The Blackstone Group has become the latest private equity shop to be sued after indicating it would abandon a deal agreed prior to credit market volatility and slowing economic indicators. Lone Star Funds, JC Flowers and Cerberus Capital Management are among the firms that have recently been taken to court for scrapping deals, most having claimed a material adverse change in the target’s business had occurred. But in Blackstone’s case, it’s faulting a regulator that intervened.
Alliance Data, a Texas-based provider of transaction, credit, and marketing services, has commenced litigation to force Blackstone to carry out the $7.8 billion leveraged buyout deal it inked in June 2007.
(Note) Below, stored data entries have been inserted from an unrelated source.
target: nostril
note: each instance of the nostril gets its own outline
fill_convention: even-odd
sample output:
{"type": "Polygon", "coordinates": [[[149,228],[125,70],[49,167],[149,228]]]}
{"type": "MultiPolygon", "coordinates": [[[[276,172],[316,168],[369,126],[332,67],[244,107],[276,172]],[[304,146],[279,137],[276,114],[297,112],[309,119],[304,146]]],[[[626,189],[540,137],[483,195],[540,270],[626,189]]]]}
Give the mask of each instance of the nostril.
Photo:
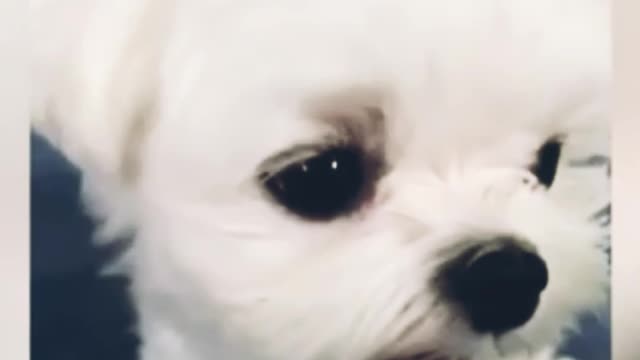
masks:
{"type": "Polygon", "coordinates": [[[465,271],[469,288],[540,292],[548,284],[547,267],[536,254],[519,249],[493,251],[474,258],[465,271]]]}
“We regret that ADS has felt compelled to file this suit, but we believe it is utterly without merit,” a Blackstone spokesman said.
Last week Blackstone said in a letter it didn’t expect closing conditions could be met due to “extraordinary measures” required of ADS and Blackstone by the Office of the Comptroller.
The regulator told Blackstone it would have to give “open-ended guarantees of capital and liquidity for its target as the debt on the financial services firm soars from less than $1 billion to $6 billion”, The Financial Times reported. Blackstone said the regulatory measures are “unprecedented and unacceptable financial and operational requirements that would impose an unlimited and indefinite liability on Blackstone and its funds”.
Alliance Data noted that the private equity firm also said it felt alternative solutions would not be accepted by the OCC, and deemed further negotiations futile.
Alliance Data said in a statement that it “believes that the OCC's requests are reasonable and that Blackstone has the ability to satisfy them and obtain the required approvals, but that Blackstone has chosen not to do so as part of its apparent business decision not to complete the merger on its terms, if at all”.
The lawsuit has been flied in the Delaware Court of Chancery.
Blackstone recently walked away from its $1.8 billion buyout of mortgage and leasing group PHH. During a recent investor call, Blackstone chairman Stephen Schwarzman said the trouble it encountered securing financing for the deal did not imply there would be problems with other agreed deals in its pipeline.
“I think those were sort of very specific circumstances around a part of the economy which is in virtual free fall,” Schwarzman said.